= Christian Sidor =

American paleontologist

Christian Alfred Sidor is an American vertebrate paleontologist. He is currently a Professor in the Department of Biology, University of Washington in Seattle, as well as Curator of Vertebrate Paleontology and Associate Director for Research and Collections at the Burke Museum of Natural History and Culture. His research focuses on Permian and Triassic tetrapod evolution, especially on therapsids.

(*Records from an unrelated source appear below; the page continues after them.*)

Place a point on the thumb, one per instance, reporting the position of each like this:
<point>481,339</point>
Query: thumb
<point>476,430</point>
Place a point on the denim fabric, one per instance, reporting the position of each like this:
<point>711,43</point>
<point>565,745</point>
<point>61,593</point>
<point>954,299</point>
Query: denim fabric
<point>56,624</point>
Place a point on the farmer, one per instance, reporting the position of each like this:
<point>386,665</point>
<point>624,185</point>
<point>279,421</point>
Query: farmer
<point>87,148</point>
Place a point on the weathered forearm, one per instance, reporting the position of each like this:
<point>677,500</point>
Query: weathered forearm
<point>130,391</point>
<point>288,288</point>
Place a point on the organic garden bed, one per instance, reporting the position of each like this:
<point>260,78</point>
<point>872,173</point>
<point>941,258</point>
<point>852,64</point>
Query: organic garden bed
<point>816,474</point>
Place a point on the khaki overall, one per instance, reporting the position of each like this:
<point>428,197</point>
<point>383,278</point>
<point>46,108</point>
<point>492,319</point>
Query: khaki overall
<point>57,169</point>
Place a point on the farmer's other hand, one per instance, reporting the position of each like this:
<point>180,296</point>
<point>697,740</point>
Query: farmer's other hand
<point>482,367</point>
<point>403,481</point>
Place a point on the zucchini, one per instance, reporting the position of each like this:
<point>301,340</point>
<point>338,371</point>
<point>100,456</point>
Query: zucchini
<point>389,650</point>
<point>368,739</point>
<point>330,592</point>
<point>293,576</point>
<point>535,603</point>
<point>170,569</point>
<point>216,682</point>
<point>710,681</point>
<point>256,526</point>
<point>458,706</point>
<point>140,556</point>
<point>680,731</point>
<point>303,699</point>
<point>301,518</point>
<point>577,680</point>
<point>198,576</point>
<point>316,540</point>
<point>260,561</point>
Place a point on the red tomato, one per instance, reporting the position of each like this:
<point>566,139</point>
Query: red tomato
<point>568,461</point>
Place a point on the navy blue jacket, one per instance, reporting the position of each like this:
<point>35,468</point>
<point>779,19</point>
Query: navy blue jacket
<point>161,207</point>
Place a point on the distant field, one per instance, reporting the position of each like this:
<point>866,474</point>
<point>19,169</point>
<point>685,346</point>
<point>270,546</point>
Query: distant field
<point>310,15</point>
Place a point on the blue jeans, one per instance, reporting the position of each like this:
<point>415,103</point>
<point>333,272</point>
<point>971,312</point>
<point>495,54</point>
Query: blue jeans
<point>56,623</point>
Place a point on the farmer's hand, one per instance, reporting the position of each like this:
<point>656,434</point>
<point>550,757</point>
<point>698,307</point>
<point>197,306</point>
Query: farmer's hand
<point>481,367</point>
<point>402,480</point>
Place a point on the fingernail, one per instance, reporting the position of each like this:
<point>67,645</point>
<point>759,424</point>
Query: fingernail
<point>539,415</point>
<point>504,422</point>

== Academic and professional background ==
Sidor received a B.S. (with honors) in biology from Trinity College in 1994. He went on to pursue his graduate studies at the University of Chicago, completing his M.S. in 1996 and his Ph.D. in 2000 under the supervision of James Hopson. Sidor won the Romer Prize in 2001 for his doctoral work, a competitive annual award at the Society of Vertebrate Paleontology annual meeting for the best predoctoral student oral presentation. Following his dissertation, Sidor held a postdoctoral fellowship at the National Museum of Natural History (2001) before becoming an Assistant Professor in Anatomy at the New York College of Osteopathic Medicine. He held that position until 2005, when he took up a position as an Assistant Professor in Biology at the University of Washington. Presently, he is a full Professor in Biology at the University of Washington, as well as a Curator of Vertebrate Paleontology and Associate Director for Research and Collections at the affiliated Burke Museum. He is a research associate at the Field Museum of Natural History, National Museum of Natural History, and Evolutionary Studies Institute (University of the Witwatersrand).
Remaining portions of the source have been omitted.